New variation resources at the UCSC Genome Browser

Brooke Rhead, Angie S. Hinrichs, Timothy R. Dreszer, Brian J. Raney, Robert M. Kuhn, Ann S. Zweig, Donna Karolchik, W. James Kent

Center For Biomolecular Science and Engineering, University of California Santa Cruz, Santa Cruz, CA, 95064

The UCSC Genome Browser (http://genome.ucsc.edu) is an integrated tool set for visualizing and analyzing both publicly available and user-generated genomic sequence annotations on a variety of organisms. The Genome Browser offers a number of variation and phenotype annotation tracks based on data from sources such as dbSNP, the 1000 Genomes Project, OMIM, DECIPHER, COSMIC, and the GWAS Catalog.
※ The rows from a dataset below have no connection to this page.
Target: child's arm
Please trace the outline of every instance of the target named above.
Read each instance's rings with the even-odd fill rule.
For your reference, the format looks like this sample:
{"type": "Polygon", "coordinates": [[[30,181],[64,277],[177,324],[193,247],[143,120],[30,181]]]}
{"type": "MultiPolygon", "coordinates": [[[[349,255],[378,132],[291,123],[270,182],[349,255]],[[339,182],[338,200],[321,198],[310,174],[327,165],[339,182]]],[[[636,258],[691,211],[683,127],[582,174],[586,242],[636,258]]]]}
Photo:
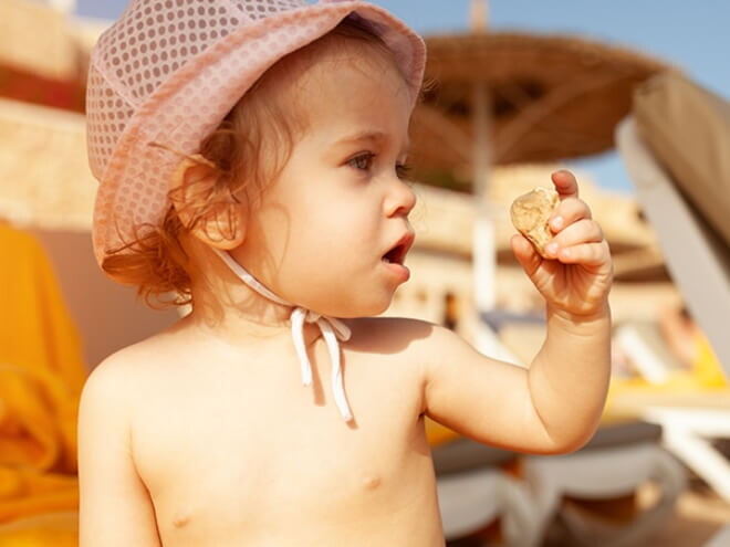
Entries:
{"type": "Polygon", "coordinates": [[[86,380],[79,408],[80,547],[159,547],[155,509],[132,460],[124,369],[86,380]]]}
{"type": "MultiPolygon", "coordinates": [[[[446,329],[424,346],[426,413],[482,442],[557,453],[578,449],[603,410],[611,368],[608,245],[572,173],[559,171],[553,241],[557,260],[543,260],[521,235],[514,253],[545,297],[548,335],[529,370],[477,354],[446,329]]],[[[549,246],[549,253],[552,251],[549,246]]]]}

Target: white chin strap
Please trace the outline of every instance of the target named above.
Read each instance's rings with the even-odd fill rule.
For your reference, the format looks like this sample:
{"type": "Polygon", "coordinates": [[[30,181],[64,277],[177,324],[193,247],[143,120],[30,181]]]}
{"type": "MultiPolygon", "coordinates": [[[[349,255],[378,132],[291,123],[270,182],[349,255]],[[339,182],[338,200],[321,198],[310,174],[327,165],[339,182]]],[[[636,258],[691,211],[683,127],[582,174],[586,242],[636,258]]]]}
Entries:
{"type": "Polygon", "coordinates": [[[332,391],[334,393],[334,400],[345,421],[351,421],[353,414],[350,411],[347,398],[345,397],[342,366],[340,364],[340,341],[348,340],[351,335],[347,325],[335,317],[316,314],[310,309],[296,306],[280,298],[263,286],[255,277],[253,277],[253,275],[247,272],[228,252],[219,249],[213,249],[213,251],[243,283],[253,288],[261,296],[264,296],[277,304],[292,308],[292,314],[290,316],[292,324],[292,339],[294,340],[294,349],[299,357],[302,383],[304,383],[304,386],[312,385],[312,364],[306,355],[306,346],[304,345],[304,324],[313,323],[320,327],[320,333],[322,333],[322,337],[327,345],[330,359],[332,361],[332,391]]]}

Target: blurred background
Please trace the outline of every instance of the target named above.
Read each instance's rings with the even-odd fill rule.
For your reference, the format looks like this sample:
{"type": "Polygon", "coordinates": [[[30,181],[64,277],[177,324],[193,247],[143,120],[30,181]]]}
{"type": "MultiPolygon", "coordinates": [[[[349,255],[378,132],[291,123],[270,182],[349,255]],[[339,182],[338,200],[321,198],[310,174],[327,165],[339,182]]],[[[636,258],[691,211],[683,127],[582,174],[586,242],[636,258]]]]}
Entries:
{"type": "MultiPolygon", "coordinates": [[[[646,132],[636,137],[624,120],[649,119],[637,111],[637,96],[651,98],[665,85],[669,97],[711,104],[708,119],[730,120],[730,7],[709,0],[375,3],[423,33],[429,51],[429,85],[411,128],[419,197],[413,278],[388,313],[447,325],[483,353],[526,366],[544,335],[543,309],[509,246],[509,206],[550,186],[550,173],[562,167],[576,172],[615,262],[614,382],[593,445],[560,462],[487,454],[428,424],[450,544],[723,541],[730,390],[722,366],[727,371],[730,364],[718,340],[728,338],[730,251],[717,210],[730,196],[730,168],[721,159],[728,128],[712,126],[702,140],[710,126],[701,113],[709,111],[684,114],[684,99],[651,111],[654,119],[679,124],[663,126],[663,135],[710,143],[702,150],[713,154],[705,160],[681,143],[674,150],[691,155],[661,156],[646,132]],[[690,130],[686,119],[699,128],[690,130]],[[680,156],[675,168],[671,158],[680,156]],[[719,170],[688,171],[682,166],[690,160],[719,170]],[[657,177],[681,187],[687,172],[690,189],[677,193],[678,207],[689,203],[687,213],[646,190],[656,191],[657,177]],[[692,188],[718,192],[710,213],[692,188]],[[681,240],[695,233],[696,218],[697,240],[681,240]],[[708,265],[706,254],[680,256],[706,246],[708,265]],[[712,302],[702,299],[708,292],[712,302]],[[622,457],[635,473],[623,473],[622,457]],[[581,487],[569,480],[578,469],[581,487]],[[535,495],[545,477],[554,487],[535,495]],[[509,492],[502,498],[512,503],[492,503],[498,492],[509,492]]],[[[0,546],[75,544],[81,386],[105,356],[179,317],[149,309],[133,290],[106,280],[92,254],[96,181],[86,162],[85,77],[93,44],[125,6],[0,3],[0,304],[8,322],[0,334],[0,546]]]]}

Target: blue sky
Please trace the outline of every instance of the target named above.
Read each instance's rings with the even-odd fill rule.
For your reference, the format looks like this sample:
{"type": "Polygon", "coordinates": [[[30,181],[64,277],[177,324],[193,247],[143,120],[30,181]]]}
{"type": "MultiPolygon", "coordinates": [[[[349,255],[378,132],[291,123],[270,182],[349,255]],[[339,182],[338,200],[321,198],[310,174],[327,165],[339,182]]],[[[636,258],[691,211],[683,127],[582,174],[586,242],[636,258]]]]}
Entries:
{"type": "MultiPolygon", "coordinates": [[[[469,0],[375,0],[421,33],[463,30],[469,0]]],[[[76,13],[113,19],[127,0],[76,0],[76,13]]],[[[624,45],[671,63],[730,97],[730,2],[723,0],[490,0],[492,30],[571,34],[624,45]]],[[[569,161],[602,187],[630,192],[615,152],[569,161]]]]}

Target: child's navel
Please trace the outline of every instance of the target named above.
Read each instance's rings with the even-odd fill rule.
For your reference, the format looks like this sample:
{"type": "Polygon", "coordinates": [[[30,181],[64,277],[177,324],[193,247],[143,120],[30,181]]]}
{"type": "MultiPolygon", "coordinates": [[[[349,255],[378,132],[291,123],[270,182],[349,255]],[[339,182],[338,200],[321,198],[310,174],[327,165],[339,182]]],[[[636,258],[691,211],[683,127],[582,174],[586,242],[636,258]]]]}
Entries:
{"type": "Polygon", "coordinates": [[[173,526],[176,528],[181,528],[190,522],[190,515],[187,513],[180,513],[173,519],[173,526]]]}
{"type": "Polygon", "coordinates": [[[380,477],[377,475],[367,475],[363,478],[365,490],[375,490],[380,485],[380,477]]]}

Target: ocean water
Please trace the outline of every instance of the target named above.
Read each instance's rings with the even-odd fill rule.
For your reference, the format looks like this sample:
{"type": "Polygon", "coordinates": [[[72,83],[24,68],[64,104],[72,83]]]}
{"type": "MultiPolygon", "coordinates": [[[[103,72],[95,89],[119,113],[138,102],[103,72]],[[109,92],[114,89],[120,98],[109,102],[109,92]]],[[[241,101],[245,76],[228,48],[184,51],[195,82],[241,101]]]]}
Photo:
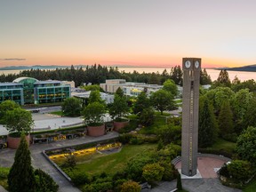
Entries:
{"type": "MultiPolygon", "coordinates": [[[[139,73],[156,73],[157,71],[162,74],[163,71],[164,70],[164,68],[119,68],[118,70],[121,71],[125,71],[127,73],[132,73],[134,70],[136,70],[139,73]]],[[[166,70],[168,73],[171,72],[171,68],[167,68],[166,70]]],[[[19,74],[20,71],[22,70],[0,70],[0,74],[19,74]]],[[[212,81],[216,80],[219,76],[219,74],[220,70],[216,70],[216,69],[206,69],[208,75],[210,75],[212,81]]],[[[245,72],[245,71],[228,71],[228,76],[229,79],[232,81],[235,76],[236,76],[241,81],[245,81],[249,79],[254,79],[256,80],[256,72],[245,72]]]]}

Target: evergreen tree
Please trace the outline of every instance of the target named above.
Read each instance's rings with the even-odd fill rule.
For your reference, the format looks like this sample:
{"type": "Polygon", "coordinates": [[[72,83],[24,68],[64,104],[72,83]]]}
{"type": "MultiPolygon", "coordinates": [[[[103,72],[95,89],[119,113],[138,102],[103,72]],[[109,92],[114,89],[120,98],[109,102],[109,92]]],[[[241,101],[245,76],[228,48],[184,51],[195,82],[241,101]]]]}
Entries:
{"type": "Polygon", "coordinates": [[[8,174],[10,192],[35,192],[36,178],[31,165],[30,151],[25,134],[21,134],[14,163],[8,174]]]}
{"type": "Polygon", "coordinates": [[[173,95],[163,89],[153,92],[150,96],[150,100],[154,108],[161,112],[161,115],[163,115],[164,110],[173,110],[176,108],[173,95]]]}
{"type": "Polygon", "coordinates": [[[52,178],[44,171],[37,169],[35,171],[36,179],[36,192],[57,192],[59,186],[52,178]]]}
{"type": "Polygon", "coordinates": [[[178,188],[179,191],[182,190],[181,176],[180,173],[178,174],[176,188],[178,188]]]}
{"type": "Polygon", "coordinates": [[[124,92],[123,92],[123,90],[120,87],[118,87],[116,89],[116,94],[119,95],[119,97],[124,97],[124,92]]]}
{"type": "Polygon", "coordinates": [[[109,106],[109,115],[116,121],[122,121],[122,117],[129,112],[129,107],[124,97],[115,94],[114,102],[109,106]]]}
{"type": "Polygon", "coordinates": [[[211,76],[207,74],[207,71],[205,68],[204,68],[204,71],[201,69],[200,71],[200,84],[211,84],[212,79],[211,76]]]}
{"type": "Polygon", "coordinates": [[[198,146],[212,146],[217,139],[218,129],[213,108],[206,97],[200,98],[198,146]]]}
{"type": "Polygon", "coordinates": [[[138,97],[136,101],[133,104],[133,113],[140,114],[142,112],[144,108],[148,108],[150,107],[149,99],[147,97],[147,93],[145,92],[141,92],[138,97]]]}
{"type": "Polygon", "coordinates": [[[217,83],[219,83],[224,86],[228,86],[228,87],[231,86],[231,82],[230,82],[230,79],[228,77],[228,73],[226,69],[220,70],[220,75],[219,75],[218,79],[217,79],[217,83]]]}
{"type": "Polygon", "coordinates": [[[244,129],[246,129],[248,126],[256,127],[256,97],[251,98],[249,105],[246,109],[246,113],[244,119],[244,129]]]}
{"type": "Polygon", "coordinates": [[[218,118],[220,136],[223,139],[230,140],[231,134],[234,133],[234,124],[233,113],[228,100],[222,103],[218,118]]]}
{"type": "Polygon", "coordinates": [[[175,82],[172,79],[168,79],[164,83],[163,89],[170,92],[174,97],[178,93],[178,88],[177,85],[175,84],[175,82]]]}
{"type": "Polygon", "coordinates": [[[171,78],[175,82],[176,84],[182,85],[182,70],[180,66],[175,66],[171,68],[171,78]]]}

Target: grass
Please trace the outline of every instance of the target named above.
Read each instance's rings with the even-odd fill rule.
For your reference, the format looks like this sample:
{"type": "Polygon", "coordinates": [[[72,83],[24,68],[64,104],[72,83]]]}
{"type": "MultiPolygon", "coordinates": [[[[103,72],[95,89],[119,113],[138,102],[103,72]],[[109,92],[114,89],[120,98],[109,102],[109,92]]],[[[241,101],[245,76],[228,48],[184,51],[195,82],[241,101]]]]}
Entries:
{"type": "Polygon", "coordinates": [[[102,172],[113,174],[123,170],[131,158],[146,150],[152,150],[156,144],[125,145],[118,153],[110,155],[99,155],[92,156],[91,159],[77,158],[76,168],[90,174],[100,173],[102,172]]]}
{"type": "Polygon", "coordinates": [[[166,113],[166,112],[163,112],[163,115],[161,115],[160,111],[155,111],[155,115],[156,116],[171,116],[169,113],[166,113]]]}
{"type": "Polygon", "coordinates": [[[244,192],[254,192],[256,190],[256,176],[244,188],[244,192]]]}

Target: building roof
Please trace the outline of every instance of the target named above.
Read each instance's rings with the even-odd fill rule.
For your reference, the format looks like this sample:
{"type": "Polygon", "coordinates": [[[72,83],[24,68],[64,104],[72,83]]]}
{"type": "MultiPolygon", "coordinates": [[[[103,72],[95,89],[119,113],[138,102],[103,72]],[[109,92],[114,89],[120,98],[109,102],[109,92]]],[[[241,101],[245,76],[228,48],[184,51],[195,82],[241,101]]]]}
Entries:
{"type": "Polygon", "coordinates": [[[23,85],[22,84],[20,83],[12,83],[12,82],[4,82],[4,83],[0,83],[0,86],[10,86],[10,85],[23,85]]]}
{"type": "Polygon", "coordinates": [[[61,84],[61,81],[47,80],[47,81],[37,81],[35,83],[35,84],[61,84]]]}
{"type": "Polygon", "coordinates": [[[14,80],[12,81],[12,83],[20,83],[21,81],[26,80],[26,79],[36,80],[36,82],[38,81],[38,80],[36,79],[36,78],[22,76],[22,77],[19,77],[19,78],[17,78],[17,79],[14,79],[14,80]]]}

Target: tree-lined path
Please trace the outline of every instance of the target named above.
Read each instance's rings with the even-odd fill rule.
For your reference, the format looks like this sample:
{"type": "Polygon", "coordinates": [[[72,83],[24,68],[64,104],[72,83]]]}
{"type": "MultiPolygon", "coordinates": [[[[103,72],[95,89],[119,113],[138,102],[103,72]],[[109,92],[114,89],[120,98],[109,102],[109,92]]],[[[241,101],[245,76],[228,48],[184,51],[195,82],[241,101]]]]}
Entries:
{"type": "MultiPolygon", "coordinates": [[[[78,192],[80,191],[77,188],[72,186],[72,184],[68,181],[57,169],[50,164],[48,160],[44,158],[42,154],[43,150],[52,149],[57,148],[64,148],[68,146],[79,145],[84,143],[89,143],[92,141],[107,140],[111,138],[118,137],[118,133],[116,132],[110,132],[104,136],[95,138],[84,136],[83,138],[78,138],[75,140],[69,140],[65,141],[58,141],[52,142],[49,144],[35,144],[30,146],[31,157],[32,157],[32,165],[35,168],[40,168],[49,175],[52,177],[52,179],[56,181],[56,183],[60,186],[60,192],[78,192]]],[[[4,148],[0,150],[0,166],[3,167],[11,167],[14,162],[15,156],[14,149],[4,148]]]]}

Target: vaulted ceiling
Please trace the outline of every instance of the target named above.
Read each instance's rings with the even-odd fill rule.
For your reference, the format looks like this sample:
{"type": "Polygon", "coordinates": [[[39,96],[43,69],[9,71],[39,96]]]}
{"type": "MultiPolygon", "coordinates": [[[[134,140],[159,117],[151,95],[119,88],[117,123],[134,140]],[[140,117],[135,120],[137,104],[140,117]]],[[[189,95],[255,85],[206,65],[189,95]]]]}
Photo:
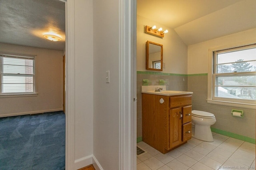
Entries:
{"type": "Polygon", "coordinates": [[[188,45],[256,28],[255,0],[137,0],[138,15],[174,29],[188,45]]]}
{"type": "MultiPolygon", "coordinates": [[[[137,15],[174,29],[187,45],[256,27],[255,0],[137,0],[137,15]]],[[[0,42],[63,50],[65,3],[0,0],[0,42]],[[54,32],[60,41],[45,39],[54,32]]]]}

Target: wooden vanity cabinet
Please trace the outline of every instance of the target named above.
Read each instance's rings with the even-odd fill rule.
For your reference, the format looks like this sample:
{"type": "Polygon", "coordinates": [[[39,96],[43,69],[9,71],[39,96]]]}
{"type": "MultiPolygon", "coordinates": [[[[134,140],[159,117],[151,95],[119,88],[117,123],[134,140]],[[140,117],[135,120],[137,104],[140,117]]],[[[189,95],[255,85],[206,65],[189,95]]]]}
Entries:
{"type": "Polygon", "coordinates": [[[164,154],[191,138],[191,94],[142,97],[143,141],[164,154]]]}

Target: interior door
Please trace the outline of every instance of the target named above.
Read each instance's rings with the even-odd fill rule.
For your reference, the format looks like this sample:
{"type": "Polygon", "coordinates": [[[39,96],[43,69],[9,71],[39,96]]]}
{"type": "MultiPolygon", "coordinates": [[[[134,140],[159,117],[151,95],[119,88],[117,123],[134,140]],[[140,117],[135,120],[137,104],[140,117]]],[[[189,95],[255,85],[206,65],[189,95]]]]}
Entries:
{"type": "Polygon", "coordinates": [[[170,111],[170,148],[172,148],[181,143],[182,121],[181,109],[180,107],[170,111]]]}
{"type": "Polygon", "coordinates": [[[66,59],[65,55],[63,56],[63,111],[65,113],[66,105],[66,59]]]}

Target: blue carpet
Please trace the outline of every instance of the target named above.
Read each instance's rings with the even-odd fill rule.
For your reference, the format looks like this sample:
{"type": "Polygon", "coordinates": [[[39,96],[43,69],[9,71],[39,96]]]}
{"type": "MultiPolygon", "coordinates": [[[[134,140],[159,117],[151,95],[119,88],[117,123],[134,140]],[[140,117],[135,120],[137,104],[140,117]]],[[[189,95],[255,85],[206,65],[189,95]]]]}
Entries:
{"type": "Polygon", "coordinates": [[[63,111],[0,118],[0,170],[65,169],[63,111]]]}

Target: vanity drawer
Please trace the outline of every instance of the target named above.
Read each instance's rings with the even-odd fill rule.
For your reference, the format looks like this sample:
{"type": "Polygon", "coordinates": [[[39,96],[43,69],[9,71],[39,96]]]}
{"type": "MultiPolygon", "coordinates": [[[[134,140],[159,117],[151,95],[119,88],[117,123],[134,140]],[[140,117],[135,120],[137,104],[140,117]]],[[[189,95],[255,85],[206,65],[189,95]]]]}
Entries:
{"type": "Polygon", "coordinates": [[[170,107],[179,107],[192,104],[192,96],[171,97],[170,98],[170,107]]]}
{"type": "Polygon", "coordinates": [[[192,123],[188,123],[182,125],[182,141],[188,141],[192,137],[192,123]]]}

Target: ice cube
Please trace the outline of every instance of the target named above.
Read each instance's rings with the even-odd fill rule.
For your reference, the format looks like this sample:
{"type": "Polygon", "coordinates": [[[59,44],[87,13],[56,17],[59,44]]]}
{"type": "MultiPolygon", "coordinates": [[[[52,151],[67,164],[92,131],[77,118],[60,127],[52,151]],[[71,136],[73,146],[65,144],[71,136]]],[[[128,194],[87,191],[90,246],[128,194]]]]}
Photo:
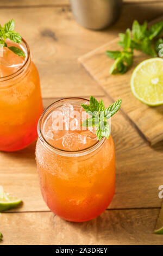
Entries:
{"type": "Polygon", "coordinates": [[[3,47],[3,51],[1,49],[0,55],[0,68],[2,76],[16,72],[22,66],[25,61],[25,58],[18,56],[8,48],[3,47]]]}
{"type": "Polygon", "coordinates": [[[79,133],[66,133],[62,138],[62,143],[66,149],[79,150],[86,143],[86,138],[79,133]]]}

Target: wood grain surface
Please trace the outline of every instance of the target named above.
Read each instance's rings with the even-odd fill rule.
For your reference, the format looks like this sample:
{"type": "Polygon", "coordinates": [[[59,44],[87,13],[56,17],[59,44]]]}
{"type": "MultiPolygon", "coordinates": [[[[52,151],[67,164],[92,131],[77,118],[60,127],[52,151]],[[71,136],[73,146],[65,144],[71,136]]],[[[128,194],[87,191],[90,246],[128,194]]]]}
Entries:
{"type": "MultiPolygon", "coordinates": [[[[0,23],[12,17],[29,44],[45,107],[64,96],[90,94],[103,99],[106,106],[112,102],[78,58],[115,39],[134,19],[149,21],[162,14],[162,1],[135,2],[123,5],[112,27],[95,32],[75,22],[66,0],[0,1],[0,23]],[[60,5],[52,6],[55,4],[60,5]]],[[[49,211],[40,193],[35,143],[18,152],[0,153],[0,185],[23,202],[0,214],[1,245],[163,245],[162,237],[153,234],[161,205],[163,143],[149,147],[121,111],[111,119],[111,133],[116,149],[116,193],[109,209],[84,223],[66,222],[49,211]]]]}
{"type": "Polygon", "coordinates": [[[2,244],[161,245],[162,236],[153,234],[159,211],[106,210],[83,223],[64,221],[50,212],[0,214],[2,244]]]}
{"type": "MultiPolygon", "coordinates": [[[[163,16],[150,22],[163,20],[163,16]]],[[[111,75],[109,74],[114,60],[107,57],[106,50],[121,50],[117,45],[119,38],[79,58],[79,61],[93,77],[103,87],[108,94],[116,100],[122,99],[122,108],[134,122],[147,141],[153,145],[163,139],[163,106],[152,107],[142,103],[133,95],[130,89],[131,75],[135,68],[142,60],[150,57],[140,51],[134,51],[133,63],[125,74],[111,75]]]]}

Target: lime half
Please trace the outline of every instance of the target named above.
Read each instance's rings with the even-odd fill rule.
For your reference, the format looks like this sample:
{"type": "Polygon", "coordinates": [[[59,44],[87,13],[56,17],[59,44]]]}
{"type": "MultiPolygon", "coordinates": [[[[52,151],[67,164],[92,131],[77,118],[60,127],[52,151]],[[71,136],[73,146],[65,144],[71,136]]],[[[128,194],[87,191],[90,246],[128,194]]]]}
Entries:
{"type": "Polygon", "coordinates": [[[20,199],[5,192],[3,187],[0,186],[0,211],[16,207],[21,202],[20,199]]]}
{"type": "Polygon", "coordinates": [[[149,106],[163,104],[163,59],[152,58],[134,70],[131,89],[135,97],[149,106]]]}
{"type": "Polygon", "coordinates": [[[163,203],[154,233],[163,234],[163,203]]]}

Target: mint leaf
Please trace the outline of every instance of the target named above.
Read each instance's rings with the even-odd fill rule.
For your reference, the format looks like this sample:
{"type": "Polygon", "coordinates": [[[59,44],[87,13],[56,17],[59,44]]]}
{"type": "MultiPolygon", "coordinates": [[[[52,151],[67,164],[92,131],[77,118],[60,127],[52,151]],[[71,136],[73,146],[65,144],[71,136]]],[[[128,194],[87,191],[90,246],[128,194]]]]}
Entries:
{"type": "Polygon", "coordinates": [[[15,21],[14,20],[11,20],[8,23],[5,23],[4,26],[4,31],[5,32],[9,31],[13,31],[15,28],[15,21]]]}
{"type": "Polygon", "coordinates": [[[120,33],[119,34],[119,37],[120,39],[120,41],[118,42],[118,44],[120,45],[120,46],[124,47],[124,38],[125,36],[125,34],[123,33],[120,33]]]}
{"type": "Polygon", "coordinates": [[[9,33],[9,38],[13,42],[20,43],[22,41],[21,36],[15,31],[12,31],[9,33]]]}
{"type": "Polygon", "coordinates": [[[156,57],[157,54],[155,52],[151,41],[148,39],[145,39],[140,44],[140,49],[147,55],[152,57],[156,57]]]}
{"type": "Polygon", "coordinates": [[[101,100],[101,101],[99,101],[98,107],[99,107],[99,110],[100,111],[105,111],[105,108],[104,103],[103,100],[101,100]]]}
{"type": "Polygon", "coordinates": [[[97,129],[96,132],[96,136],[97,136],[97,137],[98,141],[101,141],[101,139],[103,137],[103,136],[102,135],[101,132],[102,132],[102,131],[100,129],[100,128],[97,129]]]}
{"type": "Polygon", "coordinates": [[[163,47],[163,39],[162,38],[159,38],[157,40],[157,41],[155,42],[155,50],[157,52],[159,52],[159,51],[163,47]],[[162,45],[160,45],[162,44],[162,45]]]}
{"type": "Polygon", "coordinates": [[[123,48],[123,51],[106,51],[107,56],[115,59],[110,69],[111,75],[124,74],[133,63],[133,50],[141,51],[147,54],[155,57],[159,52],[159,43],[162,43],[161,39],[154,44],[153,39],[159,36],[163,32],[163,21],[153,25],[149,29],[147,22],[142,25],[135,20],[132,26],[132,33],[129,28],[126,33],[119,34],[120,41],[118,44],[123,48]]]}
{"type": "MultiPolygon", "coordinates": [[[[5,23],[4,27],[0,25],[0,47],[8,47],[5,42],[7,38],[9,38],[11,41],[18,44],[21,42],[21,36],[17,32],[14,31],[14,28],[15,21],[12,19],[5,23]]],[[[26,56],[24,52],[19,48],[15,46],[10,46],[8,48],[18,56],[24,57],[26,56]]]]}
{"type": "Polygon", "coordinates": [[[84,127],[97,127],[96,132],[97,137],[100,141],[103,137],[105,137],[108,139],[109,137],[110,131],[109,125],[107,119],[115,114],[120,109],[121,105],[122,100],[118,100],[117,101],[112,103],[107,108],[105,109],[104,102],[101,100],[99,102],[92,96],[90,98],[90,105],[81,104],[82,106],[86,108],[86,111],[89,111],[90,108],[93,109],[96,108],[96,111],[92,113],[92,117],[84,120],[82,126],[84,127]],[[85,106],[87,106],[85,107],[85,106]],[[91,106],[92,107],[90,107],[91,106]],[[90,107],[90,108],[89,108],[90,107]],[[97,110],[98,110],[97,112],[97,110]]]}
{"type": "Polygon", "coordinates": [[[8,47],[8,48],[11,51],[12,51],[12,52],[14,52],[14,53],[18,55],[18,56],[26,57],[26,55],[24,52],[22,50],[20,49],[19,48],[17,48],[15,46],[9,46],[8,47]]]}
{"type": "Polygon", "coordinates": [[[149,39],[152,40],[155,36],[159,35],[163,29],[163,21],[154,24],[149,29],[149,39]]]}
{"type": "Polygon", "coordinates": [[[134,21],[132,27],[133,36],[136,40],[140,40],[142,37],[142,33],[140,25],[137,21],[134,21]]]}
{"type": "Polygon", "coordinates": [[[107,107],[105,111],[105,117],[108,119],[115,114],[120,108],[122,104],[122,99],[120,99],[115,102],[107,107]]]}
{"type": "Polygon", "coordinates": [[[116,59],[121,55],[120,51],[106,51],[105,53],[108,57],[113,59],[116,59]]]}
{"type": "Polygon", "coordinates": [[[126,32],[126,35],[123,39],[124,50],[127,50],[130,47],[131,44],[131,32],[129,28],[128,28],[126,32]]]}
{"type": "Polygon", "coordinates": [[[90,117],[83,121],[82,124],[84,127],[93,127],[95,126],[95,117],[90,117]]]}
{"type": "Polygon", "coordinates": [[[101,127],[101,136],[102,137],[105,137],[107,139],[109,139],[110,134],[109,125],[107,121],[104,123],[104,125],[103,127],[101,127]]]}

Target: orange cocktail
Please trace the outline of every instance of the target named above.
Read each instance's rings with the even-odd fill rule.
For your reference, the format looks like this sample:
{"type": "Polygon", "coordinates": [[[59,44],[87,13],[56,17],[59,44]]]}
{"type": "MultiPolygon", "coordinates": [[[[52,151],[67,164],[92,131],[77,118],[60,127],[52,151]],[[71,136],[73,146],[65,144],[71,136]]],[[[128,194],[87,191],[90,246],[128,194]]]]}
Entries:
{"type": "Polygon", "coordinates": [[[39,76],[27,44],[23,40],[7,42],[26,55],[18,56],[5,47],[1,49],[0,150],[12,151],[35,140],[43,107],[39,76]]]}
{"type": "Polygon", "coordinates": [[[79,129],[81,98],[50,106],[38,124],[36,159],[43,199],[55,214],[83,222],[99,215],[109,205],[115,189],[113,139],[97,139],[94,127],[79,129]],[[75,113],[74,114],[74,112],[75,113]],[[56,124],[64,125],[61,130],[56,124]]]}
Additionally, users can upload their own variant annotations. However, the proliferation of genomic sequence data from many individuals has prompted development of new tools for assessing variation in the Genome Browser.

Several existing tools use gene annotations to predict the functional impact of newly discovered variants. We are developing an interactive tool, the Variant Annotation Integrator, which can add not only gene-based functional predictions to uploaded variants, but also data from almost any annotation track in the Genome Browser. In addition to producing output that combines information from many tracks, the new tool will support filtering of variants using data from other tracks and enhanced display of results in the Genome Browser. A command-line version of the tool will allow offline processing of data sets that are too large for web queries.

We also intend to facilitate the interpretation of genomic sequence data from the 1000 Genomes Project through organization and display of the data at the genes level. For each gene in a gene set, variants from the ~2,000 phased chromosomes will be distilled into distinct haplotype alleles. For each haplotype allele, we will display its frequency in the 1000 Genomes population and whether it occurs homozygously in that population. Unexpected frequencies of occurrence may then be used to identify alleles that have undergone positive or negative selection. Predicted protein sequence for common gene haplotype alleles will also be displayed, allowing differences between alleles to be used to identify important structural and active-site variability that give rise to human phenotypic diversity.